Seven or so computers fill the tiny working space; Dr. Smith’s personal laptop is set on his lock screen. The same fifteen family photos swivel across the screen. Their trip to Paris looks the most appealing. His oldest looks much older in the later photos than she does in the start of the slideshow. What are those kids up to, and do they miss their father so late every night? These thoughts are lost in the commotion of crying babies and Spanish television.

Pink

Eyes grow numb from being glued to the heart rate monitor and the background noise is all but tuned out. Things have been slow, and the team feels thankful for that. “Does she speak any English?” Gnarly asks a nurse regarding a new patient. “No, call an interpreter before you go in,” she responds. So, we stand outside the doorway, waiting. There are only so many interpreters in the hospital, and they bounce around where they are needed. It is about a ten-minute wait before one of them is available and the various medical staff members are able to go in. A small girl whose tan skin makes her pink shirt even more vibrant is staring at a T.V. as her stomach pumps up and down in an attempt to breathe. The T.V. is playing an unrecognizable show in English, but the young girl remains in a state of entrancement nonetheless; she refuses to look at the doctor or even the translator.
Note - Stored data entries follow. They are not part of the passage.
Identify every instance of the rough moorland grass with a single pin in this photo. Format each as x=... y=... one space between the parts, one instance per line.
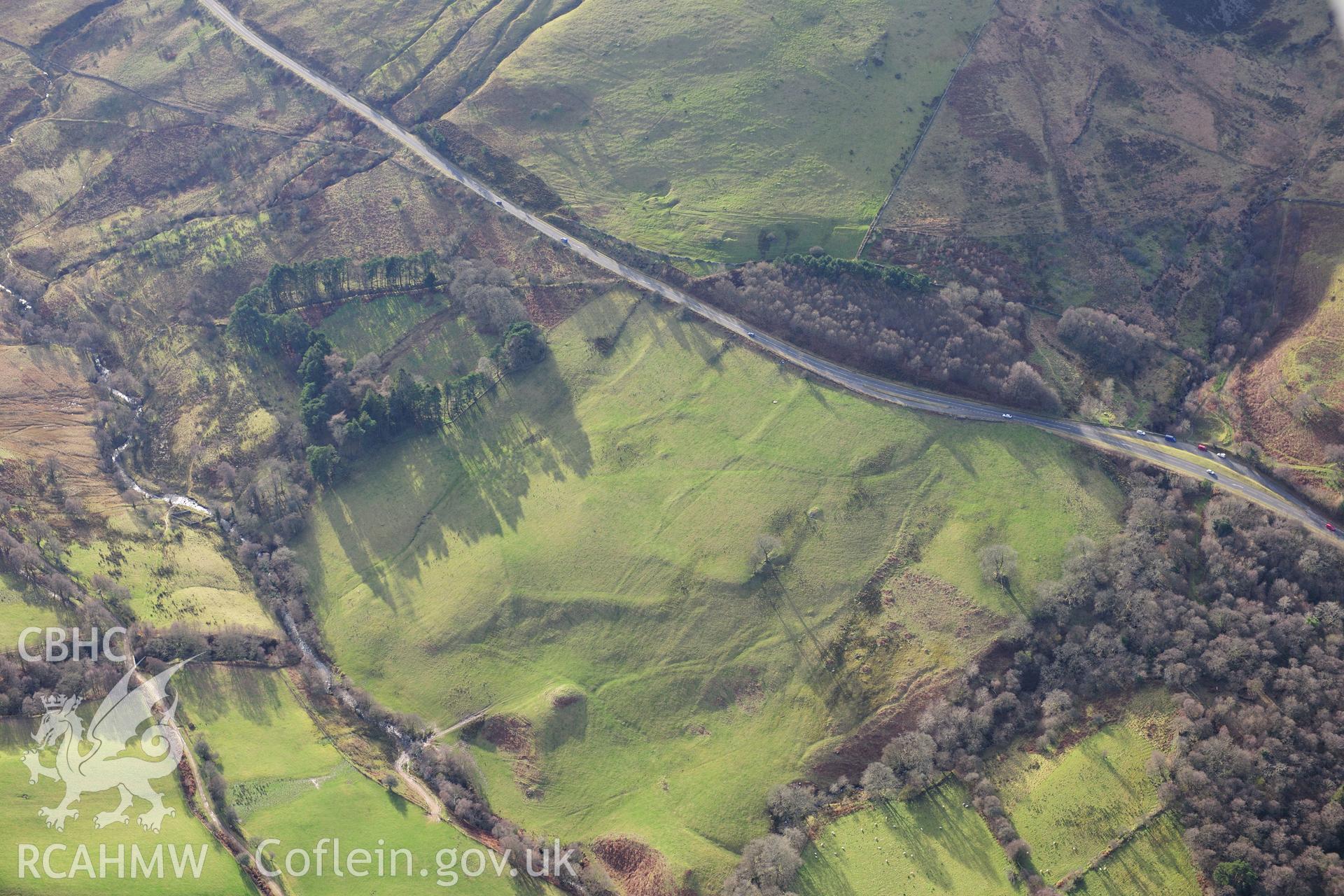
x=20 y=824
x=927 y=846
x=182 y=580
x=1155 y=862
x=23 y=606
x=1069 y=806
x=592 y=528
x=289 y=783
x=691 y=128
“Can you have her point to where it hurts?” The residential student makes direct eye contact with a confused mother. “Apunta a donde duele.” The translation is delivered. The small girl touches her stomach, no clear indication of the location of the pain. We file out of the room, the student discussing the symptoms with the Doctor. Eyes wander to the heart rate monitor out of habit; the small girl’s heart beats at 145 times per minute.

Navy

“Thank you so much for letting me shadow.” The doctor turns and shakes my hand, wishes me well, and sends me off. I file down the hallway, glancing in each of the rooms. I will never know of their fates, their various diagnoses, the medications, the treatments, none of it. I will never know what became of the sweet little girl struggling to breathe in a hospital bed. I left the department before any of them with nothing but a damaged heart. The walk through the hospital is somewhat hopeful; the sun has set by now, but the fluorescent lighting of the building makes me feel safe.

I wander around the hospital to let the experience sink in. I can somehow still see the faces of the patients smiling through tremendous pain or screaming from the horror of the unknown. The doctors I shadowed do this every day – care for children they will never see again and somehow cope with the ever-present ghosts of a smile. It takes copious amounts of bravery, and I am indebted to them.